Das Brotgetränk müssen Sie übrigens nicht unbedingt fertig kaufen. Wer Lust und ein wenig Geduld hat, kann sich auch seinen eigenen Brottrunk selbst herstellen.
Zutaten
- 200 Gramm altes, trockenes Roggen-Sauerteigbrot
- 1 EL Sauerteig
- 1 Liter heißes Wasser
- 1 EL Zitronensaft
- 1 EL Honig
Zubereitung
- Kruste vom Sauerteigbrot entfernen und den Rest in kleine Stücke zerteilen.
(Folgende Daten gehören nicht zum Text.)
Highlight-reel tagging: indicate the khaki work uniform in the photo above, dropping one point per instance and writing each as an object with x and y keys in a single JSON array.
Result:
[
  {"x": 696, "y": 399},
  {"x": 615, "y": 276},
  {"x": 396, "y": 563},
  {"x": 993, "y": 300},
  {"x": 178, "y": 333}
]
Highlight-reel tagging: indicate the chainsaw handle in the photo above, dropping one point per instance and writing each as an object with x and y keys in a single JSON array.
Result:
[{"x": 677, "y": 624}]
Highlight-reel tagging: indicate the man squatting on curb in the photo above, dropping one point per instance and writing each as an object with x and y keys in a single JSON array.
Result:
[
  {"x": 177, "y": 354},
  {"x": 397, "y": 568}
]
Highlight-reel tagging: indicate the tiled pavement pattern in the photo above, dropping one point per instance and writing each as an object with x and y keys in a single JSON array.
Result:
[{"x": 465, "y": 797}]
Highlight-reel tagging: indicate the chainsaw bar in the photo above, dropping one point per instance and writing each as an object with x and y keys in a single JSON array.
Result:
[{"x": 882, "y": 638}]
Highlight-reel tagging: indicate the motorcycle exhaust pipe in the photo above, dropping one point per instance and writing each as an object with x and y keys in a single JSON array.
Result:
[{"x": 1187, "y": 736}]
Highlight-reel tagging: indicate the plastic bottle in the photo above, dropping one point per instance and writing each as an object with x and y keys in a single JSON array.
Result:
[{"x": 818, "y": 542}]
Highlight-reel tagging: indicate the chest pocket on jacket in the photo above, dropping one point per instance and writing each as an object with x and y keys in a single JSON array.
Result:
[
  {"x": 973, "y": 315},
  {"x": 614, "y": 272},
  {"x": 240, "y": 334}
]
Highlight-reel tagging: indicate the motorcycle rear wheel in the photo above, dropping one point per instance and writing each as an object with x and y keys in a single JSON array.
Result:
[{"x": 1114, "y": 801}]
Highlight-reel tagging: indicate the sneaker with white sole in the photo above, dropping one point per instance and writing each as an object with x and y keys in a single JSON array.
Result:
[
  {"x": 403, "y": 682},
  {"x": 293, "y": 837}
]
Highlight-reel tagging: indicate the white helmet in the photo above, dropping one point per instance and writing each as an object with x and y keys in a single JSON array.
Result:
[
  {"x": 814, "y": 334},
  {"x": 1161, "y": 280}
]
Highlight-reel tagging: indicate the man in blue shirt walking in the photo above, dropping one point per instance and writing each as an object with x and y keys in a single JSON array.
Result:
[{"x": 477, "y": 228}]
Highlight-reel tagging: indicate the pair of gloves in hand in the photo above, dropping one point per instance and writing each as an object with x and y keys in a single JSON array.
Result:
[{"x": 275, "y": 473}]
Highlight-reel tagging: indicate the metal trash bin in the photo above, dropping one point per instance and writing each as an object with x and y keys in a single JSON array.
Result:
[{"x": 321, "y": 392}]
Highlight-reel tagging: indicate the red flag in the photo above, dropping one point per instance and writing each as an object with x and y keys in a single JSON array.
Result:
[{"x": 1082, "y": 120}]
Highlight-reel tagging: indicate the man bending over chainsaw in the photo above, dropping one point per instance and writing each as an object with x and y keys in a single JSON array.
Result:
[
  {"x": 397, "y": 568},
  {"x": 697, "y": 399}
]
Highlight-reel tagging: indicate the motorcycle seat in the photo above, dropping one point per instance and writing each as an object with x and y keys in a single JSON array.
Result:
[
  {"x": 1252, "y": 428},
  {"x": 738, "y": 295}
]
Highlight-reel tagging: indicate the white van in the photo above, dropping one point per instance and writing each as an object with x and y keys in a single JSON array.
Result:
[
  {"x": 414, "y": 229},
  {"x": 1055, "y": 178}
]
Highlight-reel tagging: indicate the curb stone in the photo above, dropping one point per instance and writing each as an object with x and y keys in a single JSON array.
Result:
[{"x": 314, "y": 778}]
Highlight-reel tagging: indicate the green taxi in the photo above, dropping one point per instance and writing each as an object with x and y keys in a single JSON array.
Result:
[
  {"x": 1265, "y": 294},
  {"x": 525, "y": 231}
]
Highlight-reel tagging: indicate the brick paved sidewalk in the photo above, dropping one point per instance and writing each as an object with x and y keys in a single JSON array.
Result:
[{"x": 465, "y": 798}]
- In ein verschließbares Glas füllen, mit heißem Wasser übergießen und dann einen Tag lang ruhen lassen.
- Am nächsten Tag das Wasser abseihen und ohne das Brot wieder zurück ins Glas geben.
- Sauerteig, Honig und Zitrone dazu geben und das Glas gut verschließen.
- Das Gemisch etwa 4 bis 6 Wochen gären lassen. Dabei immer wieder schütteln, umrühren und kurz öffnen, um die Kohlensäure entweichen zu lassen.
- Nach Ende der Gärzeit das Gemisch nochmals durchsieben und in eine Flasche umfüllen. Fertig ist der Brottrunk!
- Haltbar ist der Brottrunk etwa zwei Wochen – zum Wohl!